« Dress Codes: How the Laws of Fashion Made History » par Richard T. Ford
Les codes vestimentaires remontent à aussi loin que les vêtements. Depuis des siècles, le vêtement constitue un symbole de statut social que l’on porte sur soi; la mode, une arme dans les luttes pour le changement social; et les codes vestimentaires, un moyen de maintenir un contrôle politique. Les marchands qui s’habillent en princes et les femmes de bouchers qui portent des couronnes incrustées de pierres précieuses sont perçu.e.s comme des ennemi.e.s public.que.s dans les sociétés médiévales structurées par la hiérarchie sociale et définies par le spectacle. Dans l’Angleterre des Tudors, la soie, le velours et la fourrure étaient réservés à la noblesse et les pantalons bouffants, appelés « hauts-de-chausses », pouvaient être considérés comme une menace à l’ordre public. Cosme de Médicis, patriarche florentin de la Renaissance, a bien saisi le pouvoir de la mode et des codes vestimentaires avec cette remarque : « Deux mètres de tissu rouge suffisent à fabriquer un gentilhomme. » Les codes vestimentaires ont évolué avec les idéaux sociaux et politiques, mais ils ont toujours reflété les luttes pour le pouvoir et le statut. Au XVIIIe siècle, le Negro Act de la Caroline du Sud interdit aux Noirs de s’habiller « au-dessus de leur condition ». Dans les années 1920, les robes confortables et les cheveux coupés au carré des « garçonnes » à l’esprit libre ont été interdits sur les lieux de travail de tous les États-Unis et, dans les années 1940, les zoot suits que portaient les hommes noirs et latinos ont provoqué des émeutes dans les villes d’un bout à l’autre du pays.
De nos jours, même si l’on vit dans un monde où les règles formelles prennent moins de place, les codes vestimentaires déterminent ce que l’on porte, quand on le porte et la signification des vêtements. Des cheveux tressés, des ongles longs, de grandes boucles d’oreilles, une barbe ou des tatouages peuvent causer un licenciement. Et même en l’absence de règles écrites, les codes vestimentaires implicites continuent d’influencer les perspectives et l’avancement social. Les PDG de la Silicon Valley portent des t-shirts et des sandales, donnant ainsi le ton à toute une industrie : les femmes portant des robes chic ou des talons hauts sont ridiculisées dans le monde de la technologie, et des sociétés de capital-risque refusent d’investir dans une entreprise dirigée par quelqu’un qui porte le costume.

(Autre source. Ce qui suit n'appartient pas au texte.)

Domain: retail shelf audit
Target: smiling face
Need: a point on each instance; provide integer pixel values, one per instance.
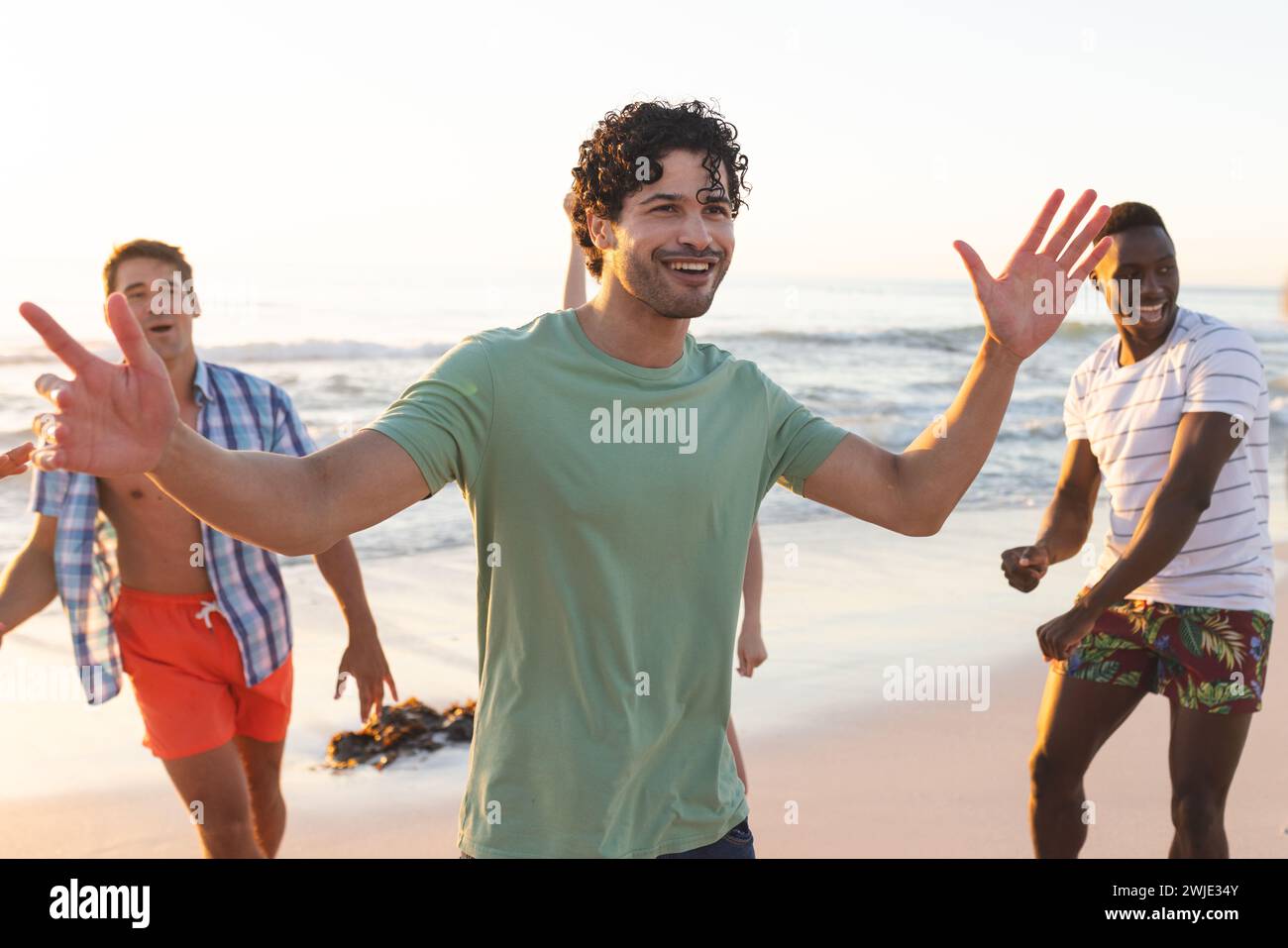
(159, 304)
(1140, 282)
(673, 241)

Dans Dress Codes, Richard Thompson Ford, professeur de droit et critique culturel, présente une histoire éclairante et divertissante des lois de la mode, du Moyen Âge à nos jours. Le livre s’intéresse à l’importance de la culture populaire de tous les jours pour le pouvoir politique, la hiérarchie sociale et l’autonomie individuelle. La portée mondiale de l’industrie de la mode et l’influence internationale des règles et normes vestimentaires et de la présentation de soi constituent un aspect important, mais négligé, de la mondialisation du commerce, de la culture populaire et de l’idéologie politique. Ce mélange audacieux de critique culturelle, de jurisprudence, d’histoire et de sociologie ajoute une méthodologie qualitative essentielle à l’étude des économies mondiales, thème du cycle 2022-2025 du programme de leadership de la Fondation Pierre Elliot Trudeau.